Research has also shown that the economic response of reduced tillage will vary depending on soil texture – with initial yield penalty in finer textured soils lessening as soil microbes are put to work to improve soil porosity and drainage. In other words, it pays to be patient. And those with finer textured soils need to be more patient than others.
WHAT’S THE BOTTOM LINE?
What would a reduced-tillage system look like on your farm? How would you weigh the cost-savings and soil health systems benefits against your status-quo? In any case, always keep good records, as it aids in tracking the impact of every decision.
Up-side of reduced tillage:
- Savings in fuel costs
- Savings in equipment upkeep
- Reduced labour
- Improved net returns over time
- Reduced losses from soil erosion
- Improved root and crop growth
- Improved drought tolerance
Fine-print considerations:
- Additional herbicide requirements?
- Resources to wait-out net return period?
- Considerations of soil texture impact on net return period?

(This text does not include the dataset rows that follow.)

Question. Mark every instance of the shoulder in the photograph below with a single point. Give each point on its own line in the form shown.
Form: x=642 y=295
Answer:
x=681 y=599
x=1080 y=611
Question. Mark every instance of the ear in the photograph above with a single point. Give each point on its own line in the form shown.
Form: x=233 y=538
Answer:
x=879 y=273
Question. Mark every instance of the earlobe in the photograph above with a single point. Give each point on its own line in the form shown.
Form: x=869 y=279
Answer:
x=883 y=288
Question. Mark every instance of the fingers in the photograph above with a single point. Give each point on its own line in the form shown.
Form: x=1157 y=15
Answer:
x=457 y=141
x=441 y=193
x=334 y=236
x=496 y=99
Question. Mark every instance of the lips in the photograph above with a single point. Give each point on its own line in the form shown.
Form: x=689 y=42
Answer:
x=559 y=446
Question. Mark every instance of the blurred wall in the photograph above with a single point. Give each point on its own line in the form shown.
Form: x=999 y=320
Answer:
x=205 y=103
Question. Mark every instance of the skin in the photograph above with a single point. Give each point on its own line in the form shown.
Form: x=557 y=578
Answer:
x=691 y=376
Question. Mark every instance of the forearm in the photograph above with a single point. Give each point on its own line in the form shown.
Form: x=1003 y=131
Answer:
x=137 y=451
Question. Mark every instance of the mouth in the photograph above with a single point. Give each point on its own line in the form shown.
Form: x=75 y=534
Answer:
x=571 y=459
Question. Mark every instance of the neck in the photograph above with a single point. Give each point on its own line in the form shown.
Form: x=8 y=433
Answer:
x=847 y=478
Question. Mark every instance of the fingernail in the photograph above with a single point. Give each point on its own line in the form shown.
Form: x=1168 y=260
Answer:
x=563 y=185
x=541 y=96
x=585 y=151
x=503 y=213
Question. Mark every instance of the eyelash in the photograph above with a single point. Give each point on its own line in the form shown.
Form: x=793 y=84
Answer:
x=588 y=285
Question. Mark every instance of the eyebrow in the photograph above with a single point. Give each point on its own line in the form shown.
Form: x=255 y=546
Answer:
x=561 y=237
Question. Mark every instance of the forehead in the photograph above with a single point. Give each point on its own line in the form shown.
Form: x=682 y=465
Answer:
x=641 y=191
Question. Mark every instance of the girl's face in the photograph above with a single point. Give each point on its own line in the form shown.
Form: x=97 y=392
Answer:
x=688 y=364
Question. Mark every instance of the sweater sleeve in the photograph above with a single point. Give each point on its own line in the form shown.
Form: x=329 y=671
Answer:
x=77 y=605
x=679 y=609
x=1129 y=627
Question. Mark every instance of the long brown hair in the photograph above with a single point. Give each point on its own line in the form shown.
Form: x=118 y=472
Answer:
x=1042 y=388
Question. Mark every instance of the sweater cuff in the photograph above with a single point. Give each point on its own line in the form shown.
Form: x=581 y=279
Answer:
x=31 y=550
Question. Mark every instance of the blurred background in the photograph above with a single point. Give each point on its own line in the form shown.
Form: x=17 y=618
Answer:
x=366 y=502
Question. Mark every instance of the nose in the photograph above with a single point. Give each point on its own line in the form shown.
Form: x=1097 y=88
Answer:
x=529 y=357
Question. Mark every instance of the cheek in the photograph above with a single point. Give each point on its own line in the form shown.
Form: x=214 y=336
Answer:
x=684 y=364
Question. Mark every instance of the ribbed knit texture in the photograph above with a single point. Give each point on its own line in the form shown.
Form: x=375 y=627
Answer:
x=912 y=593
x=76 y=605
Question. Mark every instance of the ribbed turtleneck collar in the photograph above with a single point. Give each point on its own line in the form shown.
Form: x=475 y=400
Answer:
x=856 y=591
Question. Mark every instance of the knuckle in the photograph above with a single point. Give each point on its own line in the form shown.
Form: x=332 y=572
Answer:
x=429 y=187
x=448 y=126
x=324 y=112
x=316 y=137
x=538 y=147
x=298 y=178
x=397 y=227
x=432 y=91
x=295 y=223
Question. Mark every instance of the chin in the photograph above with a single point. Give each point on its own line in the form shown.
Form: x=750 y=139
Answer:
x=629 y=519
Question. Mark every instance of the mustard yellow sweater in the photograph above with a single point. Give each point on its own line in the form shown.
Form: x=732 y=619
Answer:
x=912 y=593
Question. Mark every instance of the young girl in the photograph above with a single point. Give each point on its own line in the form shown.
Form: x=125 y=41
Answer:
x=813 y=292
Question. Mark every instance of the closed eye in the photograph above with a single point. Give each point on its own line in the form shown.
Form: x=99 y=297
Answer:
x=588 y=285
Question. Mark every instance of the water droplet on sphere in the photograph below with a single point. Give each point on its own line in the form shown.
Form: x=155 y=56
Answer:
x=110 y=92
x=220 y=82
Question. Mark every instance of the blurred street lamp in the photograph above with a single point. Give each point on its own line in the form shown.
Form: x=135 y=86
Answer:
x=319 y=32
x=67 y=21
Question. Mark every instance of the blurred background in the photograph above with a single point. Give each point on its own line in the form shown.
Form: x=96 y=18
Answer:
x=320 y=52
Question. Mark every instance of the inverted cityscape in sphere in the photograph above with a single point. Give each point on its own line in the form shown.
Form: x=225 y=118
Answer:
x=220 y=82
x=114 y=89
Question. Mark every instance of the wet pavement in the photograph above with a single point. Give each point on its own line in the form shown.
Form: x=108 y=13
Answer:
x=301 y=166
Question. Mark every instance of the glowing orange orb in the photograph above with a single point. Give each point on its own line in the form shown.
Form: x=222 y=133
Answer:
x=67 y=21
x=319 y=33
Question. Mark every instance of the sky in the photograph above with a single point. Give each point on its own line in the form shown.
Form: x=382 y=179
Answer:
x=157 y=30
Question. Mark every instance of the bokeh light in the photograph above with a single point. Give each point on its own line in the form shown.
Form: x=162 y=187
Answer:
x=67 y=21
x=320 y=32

- Capacity to manage something ‘new’ in a particular year?
Additional resources:
Towards a Business Case for Soil Health: A Synthesis of Current Knowledge on the Economics of Soil Health Practices in Ontario. The Greenbelt Foundation. https://www.greenbelt.ca/business_case_soil_health
For all OMAFRA’s Best Management Practices Resources, including Strip-Tillage, No-Tillage, Residue Management, Wind Erosion, Soil Erosion by Water, Tillage Erosion, go to: bmpbooks.com
Possible funding programs to support equipment modifications, purchase, new practices, etc., consult:
- Your local Conversation Authority
- OMAFRA Programs
- Ontario Soil and Crop Improvement Association

This factsheet is a summary of key findings from the report, Towards a Business Case for Soil Health. Soil health practices considered in the report and this Factsheet Series are: reduced tillage, cover crops, crop rotation, manure amendments, rotational grazing and various 4R nutrient practices. The report estimated that Ontario farm net returns would increase by approximately $14.6 million dollars per year if an additional 10% of the agricultural land in Ontario were to be managed to support soil health.
The numbers come from peer-reviewed, Ontario-based research and the analysis is based on financially-representative, farm-level budgeting techniques for Southern Ontario. Estimates are conservative and do not represent profits possible with experienced management.